We have been keeping those from you far too long. So without further ado, here's the image drop for our coop platformer Mercury Shift 3D.
This is one of the small chambers where players learn new abilities. Those chambers are very neutral and small. No windows, just learning.
These laboratory level follow up on the chambers. The players are waling through a laboratory-like factory, processing some silverish goo. The training levels are here to support the players in learning all the abilities the characters have.
In this part of the training level, the characters pass some of the goo-processors. The players are interconnected, so they can change their mass.
Remember the shift? It looks like this:
This is still the core mechanic. The animation is new and looks fancy, the idles are also breathing more life into Bismo and Plom.
With some color grading, the training stages look pretty nifty.
The forest stages lives of warm colors and a autmn-like atmosphere. Note that the gameplay elements are still in the neutral-white style. This makes them easier to spot and to interact.
At the moment we are thinking about setting the bonus stages at night. Here is the forest at night.
Another night scene at the forest. This is one of the contraptions which truly bring out the shifting mechanic and the co-operational gameplay.
The impulse-platforms are working just like a see-saw. Here in the canyon they work just like in the forest.
The low poly canyon is one of the later stages. The low poly assets work fine with the lightbake and some custom shaders.

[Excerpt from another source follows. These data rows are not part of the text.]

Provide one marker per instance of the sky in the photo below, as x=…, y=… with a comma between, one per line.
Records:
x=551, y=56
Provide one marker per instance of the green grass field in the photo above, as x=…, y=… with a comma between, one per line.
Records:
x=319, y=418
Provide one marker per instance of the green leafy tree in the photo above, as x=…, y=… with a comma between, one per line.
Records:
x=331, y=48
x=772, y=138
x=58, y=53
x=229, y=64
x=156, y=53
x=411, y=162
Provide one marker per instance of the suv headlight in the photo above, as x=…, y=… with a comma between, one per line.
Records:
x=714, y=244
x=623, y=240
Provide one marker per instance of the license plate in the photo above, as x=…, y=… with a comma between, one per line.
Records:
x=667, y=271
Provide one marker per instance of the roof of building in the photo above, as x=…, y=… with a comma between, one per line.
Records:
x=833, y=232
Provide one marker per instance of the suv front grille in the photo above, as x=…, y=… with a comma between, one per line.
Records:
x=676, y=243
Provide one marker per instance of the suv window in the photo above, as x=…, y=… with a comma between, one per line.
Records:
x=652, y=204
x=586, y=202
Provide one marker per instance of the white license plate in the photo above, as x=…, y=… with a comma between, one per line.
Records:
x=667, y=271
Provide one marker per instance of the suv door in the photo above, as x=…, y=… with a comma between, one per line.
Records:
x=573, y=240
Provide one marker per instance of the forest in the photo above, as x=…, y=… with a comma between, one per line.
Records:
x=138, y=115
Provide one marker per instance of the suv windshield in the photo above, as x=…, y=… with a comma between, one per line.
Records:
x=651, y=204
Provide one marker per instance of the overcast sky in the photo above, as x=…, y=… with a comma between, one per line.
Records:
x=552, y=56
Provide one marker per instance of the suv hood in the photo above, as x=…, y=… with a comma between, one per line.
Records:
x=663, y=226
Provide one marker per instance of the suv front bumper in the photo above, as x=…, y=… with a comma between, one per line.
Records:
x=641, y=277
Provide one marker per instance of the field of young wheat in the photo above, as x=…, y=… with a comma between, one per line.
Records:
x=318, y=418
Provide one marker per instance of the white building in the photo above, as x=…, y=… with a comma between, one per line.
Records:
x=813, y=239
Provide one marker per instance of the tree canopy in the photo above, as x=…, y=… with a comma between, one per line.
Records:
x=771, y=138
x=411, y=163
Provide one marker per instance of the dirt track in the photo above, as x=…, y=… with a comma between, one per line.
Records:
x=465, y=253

This last screen shows the winroom, which is an point-cointer as well as a level selection dialogue. If you leave through the left door, you restart the level. Exiting through the richt door starts the next level.
We'll be around here with some new pictures as they happen :)
All the best,
Robin
I love the style! Especially the low-poly forest and canyon.
We switched to Blender from Maya for our current project, this summer. Our 3D artists were a little unsure of it at first, but now can't imagine working with anything else with an indie budget.
Pretty game, man. I want to play it!!!